As more governments and regulators begin to consider creating obligations to prevent offences including fraud, sanctions breaches and money laundering, in addition to bribery, the complexity, expense and risk for businesses will increase dramatically.

Farming out the making of law, the enforcement of that law and the sitting in quasi-judicial determination of conduct to a single entity (or a closely connected tribunal) is fundamentally wrong. It is against the separation of powers and it is in breach of the principles of natural justice.

Even more startlingly, the installation of "monitors" within financial institutions and regulatory inspections to ensure strict compliance with micro-managed policies and procedures is coming dangerously close to shadow management.

It’s time to stop. It’s time to unravel the complex approach to financial crime risk and compliance which is, almost everywhere except government and government-adjacent circles, widely regarded as a very expensive failure.

It’s time to put responsibility where it belongs, within companies, and for the existing criminal law of attempts, wilful blindness and vicarious liability to be used to create and/or enforce corporate liability for criminal acts. It worked when draymen recklessly drove horse-drawn carts through busy streets; it will work now for Financial Crime.

In Malaysia, recently, there are the green shoots of this idea as individual employees in banks have been identified as having facilitated money laundering and now face prosecution.

It’s time to end tyrannical, capricious, regulation by enforcement, with no clear picture of how businesses should avoid action.

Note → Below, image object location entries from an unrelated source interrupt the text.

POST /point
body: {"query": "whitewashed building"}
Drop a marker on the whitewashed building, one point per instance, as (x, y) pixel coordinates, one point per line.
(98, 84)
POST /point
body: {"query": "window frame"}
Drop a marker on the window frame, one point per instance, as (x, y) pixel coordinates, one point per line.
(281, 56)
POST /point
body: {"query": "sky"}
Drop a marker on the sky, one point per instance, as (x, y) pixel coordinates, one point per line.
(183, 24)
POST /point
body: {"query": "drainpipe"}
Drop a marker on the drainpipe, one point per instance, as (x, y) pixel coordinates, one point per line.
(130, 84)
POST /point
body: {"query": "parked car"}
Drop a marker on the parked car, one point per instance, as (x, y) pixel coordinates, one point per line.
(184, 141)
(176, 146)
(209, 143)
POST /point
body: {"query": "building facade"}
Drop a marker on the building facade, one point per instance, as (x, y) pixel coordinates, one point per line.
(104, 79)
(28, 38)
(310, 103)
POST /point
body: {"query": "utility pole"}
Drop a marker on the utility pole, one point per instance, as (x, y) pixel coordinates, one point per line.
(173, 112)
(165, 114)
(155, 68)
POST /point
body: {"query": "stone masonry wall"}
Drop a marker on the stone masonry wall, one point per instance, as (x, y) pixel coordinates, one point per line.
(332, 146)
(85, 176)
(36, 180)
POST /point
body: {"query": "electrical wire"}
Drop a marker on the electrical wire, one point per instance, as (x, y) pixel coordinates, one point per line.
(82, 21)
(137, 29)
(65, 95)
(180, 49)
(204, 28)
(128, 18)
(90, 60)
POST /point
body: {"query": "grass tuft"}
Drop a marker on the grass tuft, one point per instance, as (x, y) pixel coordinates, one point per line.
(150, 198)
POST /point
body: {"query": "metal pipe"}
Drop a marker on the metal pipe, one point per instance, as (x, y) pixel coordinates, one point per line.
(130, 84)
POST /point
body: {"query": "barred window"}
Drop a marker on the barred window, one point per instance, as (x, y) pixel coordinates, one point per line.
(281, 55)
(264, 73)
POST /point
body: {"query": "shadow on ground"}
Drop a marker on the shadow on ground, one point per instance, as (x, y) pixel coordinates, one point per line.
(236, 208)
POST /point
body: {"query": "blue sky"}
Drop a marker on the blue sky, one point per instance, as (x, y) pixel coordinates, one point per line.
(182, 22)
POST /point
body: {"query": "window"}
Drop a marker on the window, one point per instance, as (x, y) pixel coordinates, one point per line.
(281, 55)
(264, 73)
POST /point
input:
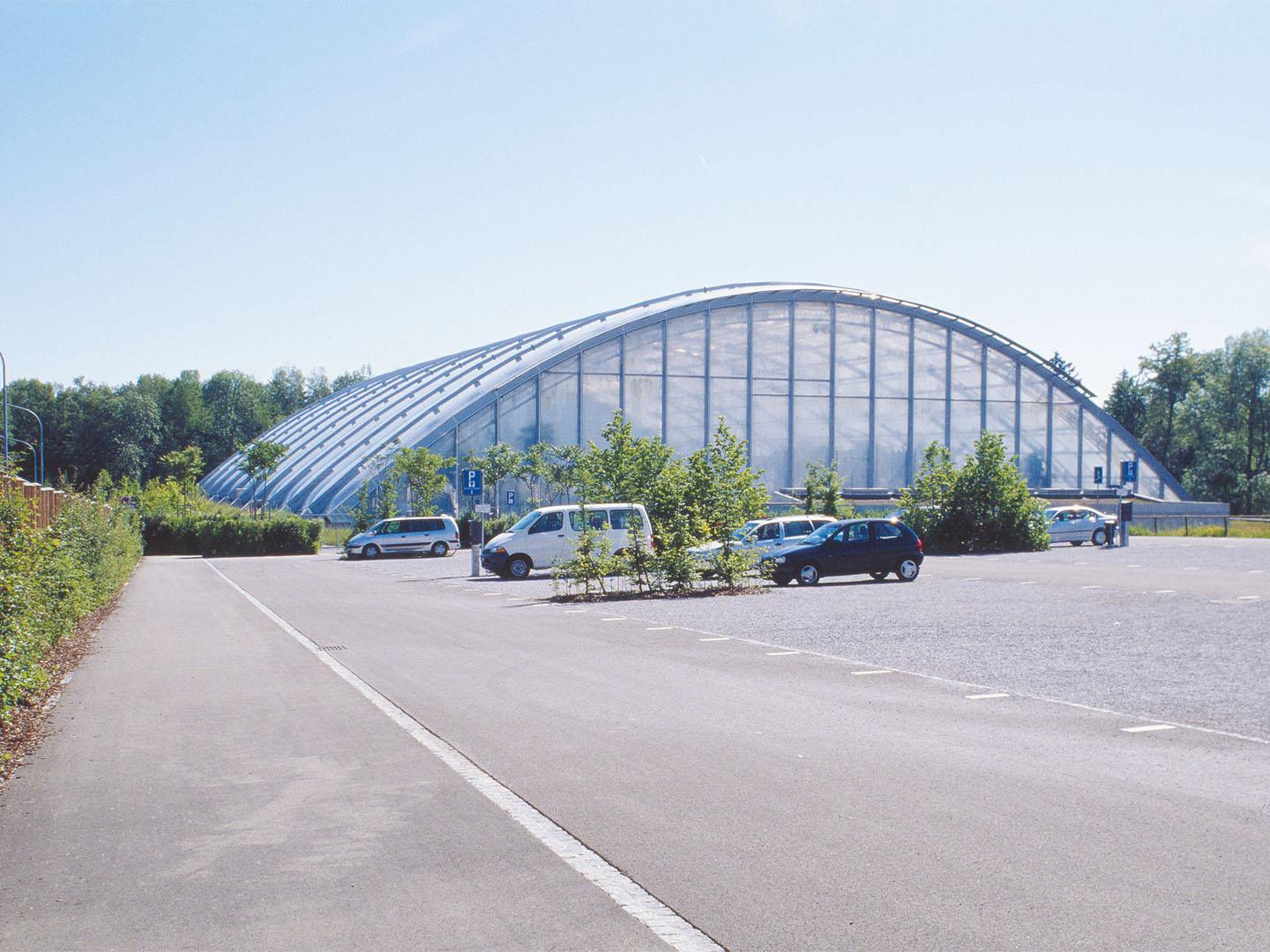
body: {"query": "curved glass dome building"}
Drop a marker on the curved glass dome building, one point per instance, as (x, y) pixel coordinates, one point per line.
(804, 371)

It’s time to end the Uber-like approach of ″let’s just do it and sort out the problems later″ that regulators adopt.

Instead, let companies be responsible for their own policies and procedures and to assess their own risks: all businesses are different and they are best placed to assess what works for them. When failures occur, as they will, the penalties should be for the offence rather than for an ad hoc qualitative assessment of a compliance failure.

What is needed is for relevant businesses to be told what to do in broad terms and let them work out how best to manage that within their businesses. Some things do need legislating for but those are remarkably few.

In short, let’s get back to the original purpose of counter-money laundering laws and their supporting regulations. Let’s let financial institutions concentrate on collecting information and handing it to the authorities so they can catch bad guys and confiscate their proceeds - and on making sure that the organisation itself does not become a victim of a money laundering, etc. scheme.